Last night, as on most Thursday nights, my Twitter timeline was full of tweets about something called Question Time. Which raised the question: do people pay too much attention to politics?
What I mean is that if folk were seriously interested in how the public realm should be governed you'd expect them to be also interested in social science and philosophy. But interest in these is weak relative to that in "politics". For example:
- Books on such subjects sell relatively poorly; Why Nations Fail, despite an endorsement from the Prime Minister, is selling less than Health, Safety & Environment Test for Operatives & Specialists. And even good introductions to political philosphy don't reach the general reader.
- There are no good regular social science programmes on TV - though there are on radio.
- Social science blogs attract only a couple of thousand views per day from UK readers. And I've found that my domestic traffic tends to spike when I write more partisan pieces.

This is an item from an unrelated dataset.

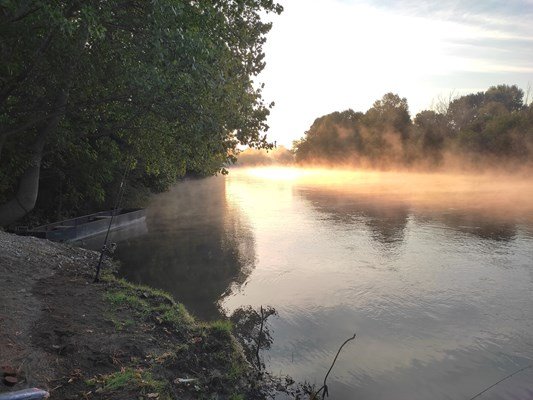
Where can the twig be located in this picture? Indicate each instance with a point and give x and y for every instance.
(500, 381)
(258, 342)
(324, 388)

- If someone were to use the basic language of social science and philosophy ("Bayesian", "Rawlsian", etc), on a programme like Question Time they'd be greeted with incomprehension. Ed Balls acquired a reputation as a pointy head for using the phrase "endogenous growth theory".
Interest in politics, then, seems much more widespread than interest in the social sciences. There is, I fear, a simple reason for this. People watch programmes like Question Time or the Big Benefits Row for much the same reason they'll watch the Liverpool-Arsenal game tomorrow - because they are tribal conflicts. Except that there'll be some skill on show tomorrow.
This in turn explains why such programmes feature the likes of Galloway, Starkey and other diseased effluvia rather than sociology professors. People watch them not to be informed or educated, but to have their egotistical prejudices massaged or to get a cheap sense of angry moral superiority. This is why the answers that are so often correct in politics - "I don't know" and "it doesn't much matter" - are so rarely heard. Insofar as they do "learn" anything from such shows, they do so through a process of asymmetric Bayesianism, overweighting comments supportive of their prejudices (pdf) and disregarding ones which challenge them.
This wouldn't be so bad if there were a distinction between post-serious "wrestling politics" and proper politics, based upon rational inquiry about evidence and values. But when policies are devised with a view to headlines and focus groups, this distinction risks being blurred. The problem with British democracy isn't so much the politicians as the voters.